This is a guess only, but if both samples have the same number of clusters (and the data is simply duplicated), I would expect the means (proportions) and standard errors to be identical.

SteveDenham

Hi Steve, thanks for your response. You are effectively saying that I should not expect the standard errors to change in this scenario. But why? For a simple survey design, standard error, as opposed to standard deviation, is inversely proportional to the square root of sample size. Clustering should complicate this relationship, but I would still expect sample size to have some noticeable affect on standard errors. Otherwise a survey that samples 2 units per cluster would be apparently indistinguishable in terms of data quality from one that samples 10,000 units per cluster.

Well, I went digging through the documentation and came across two things that might affect this.  The first is that the standard error of the mean is the square root of the variance.  Note that this is different to the square root of the variance divided by n, which is what I think you were expecting.  The second thing is how the variance is estimated.  The default is a Taylor series expansion, and it looks like the formulas do involve various values for n by cluster.  However, later on when the documentation talks about degrees of freedom it says:

Hi Steve, apologies for the great length of time between your insightful reply and this response.

I don't think you're in error at all on this, I think you're right on the money. However, even if we've identified WHAT is happening, I am still unclear on WHY.

First, to cover WHAT is happening. After a LOT of thought I have arrived at the following understanding:

I think we are both referring to the equation in the documentation found here SAS Help Center: Proportions (notation explained here SAS Help Center: Definitions and Notation) which seems to be exactly the Taylor series approximation for calculating standard errors. I confess, I certainly couldn't derive this equation, but I suppose the equation uses an approximation on how the central estimate varies as different 'elements' are left out (I've retrofitted this explanation tbh, to try and make the rest make sense). The equation then calculates the variance in this approximation. This is different to the variance in the equation of StdErr = sqrt(Variance / n) that we learn in basic statistics because in this simple equation the variance is the variance of all measurements, whereas in the Taylor expression variance is the variance of mean values (similar to a bootstrap method). Looking at the Taylor expression, it would appear that individual data are not important to the calculation, as long as the means of each cluster remain unchanged. Where does this approximation come from? Why would the approximation behave like this, with respect to individual data? It must be that the 'elements' that are left out in the construction of this approximation are entire clusters (!), as opposed to individual data, an idea that is reflected in your insight into degrees of freedom.

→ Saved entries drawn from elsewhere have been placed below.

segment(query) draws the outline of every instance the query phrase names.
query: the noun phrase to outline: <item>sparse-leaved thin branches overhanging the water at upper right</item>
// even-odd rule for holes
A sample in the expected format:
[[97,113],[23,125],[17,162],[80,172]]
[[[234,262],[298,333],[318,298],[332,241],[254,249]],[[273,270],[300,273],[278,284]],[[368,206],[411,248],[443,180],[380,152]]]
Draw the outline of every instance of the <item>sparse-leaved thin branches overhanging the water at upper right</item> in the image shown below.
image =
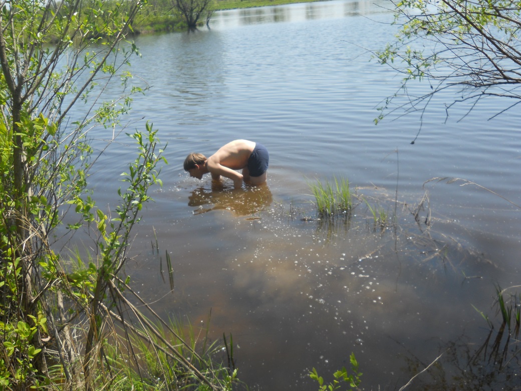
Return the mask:
[[[511,0],[402,0],[395,4],[396,40],[377,52],[380,63],[404,75],[403,93],[387,99],[379,118],[395,110],[425,112],[433,95],[451,91],[451,106],[489,97],[511,98],[496,116],[521,103],[521,3]],[[411,80],[427,93],[408,93]],[[396,99],[406,95],[405,101]],[[396,104],[393,106],[393,104]]]

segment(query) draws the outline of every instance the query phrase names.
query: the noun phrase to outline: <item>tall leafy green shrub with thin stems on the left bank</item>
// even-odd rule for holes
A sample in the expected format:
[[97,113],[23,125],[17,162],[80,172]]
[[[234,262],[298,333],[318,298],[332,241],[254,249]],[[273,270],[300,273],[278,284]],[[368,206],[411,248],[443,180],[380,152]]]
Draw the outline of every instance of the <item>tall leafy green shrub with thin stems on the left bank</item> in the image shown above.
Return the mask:
[[[129,287],[120,277],[147,190],[160,183],[156,131],[147,124],[129,135],[137,157],[122,174],[127,188],[118,190],[111,212],[98,209],[87,190],[96,159],[90,133],[122,130],[119,117],[140,91],[126,87],[137,48],[125,34],[142,4],[0,0],[0,389],[108,384],[117,375],[112,349],[119,348],[107,344],[112,322],[150,346],[151,335],[160,334],[122,295]],[[121,95],[104,100],[115,79],[123,81]],[[82,114],[73,115],[82,102]],[[69,230],[84,226],[94,239],[91,254],[72,260],[53,248],[69,206],[78,216]],[[212,371],[197,371],[176,349],[166,350],[169,360],[216,388],[206,379]]]

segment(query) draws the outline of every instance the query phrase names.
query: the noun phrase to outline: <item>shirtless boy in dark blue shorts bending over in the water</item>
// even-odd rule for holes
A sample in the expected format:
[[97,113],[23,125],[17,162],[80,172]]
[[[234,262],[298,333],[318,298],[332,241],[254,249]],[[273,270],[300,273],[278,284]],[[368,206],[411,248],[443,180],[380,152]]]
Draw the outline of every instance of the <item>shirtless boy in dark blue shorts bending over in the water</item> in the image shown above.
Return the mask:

However, I want to return to the question of WHY. Why is the approximation constructed to behave this way? Surely this would appear to be a flaw in the calculation? Is it not intuitive that increasing the sample size should decrease uncertainty in the estimate? If I have left clustering unchanged, there is 1 component of uncertainty that should indeed remain unchanged; the uncertainty from random cluster selection. But another component of uncertainty, the uncertainty within clusters, has reduced and should surely be reflected somehow in the result. To use the end of my previous reply as refrain; otherwise a survey that samples 2 units per cluster would be apparently indistinguishable in terms of data quality from one that samples 10,000 units per cluster. Does it not seem like this shouldn't be so?

Many thanks in advance to any that venture to reply to this :).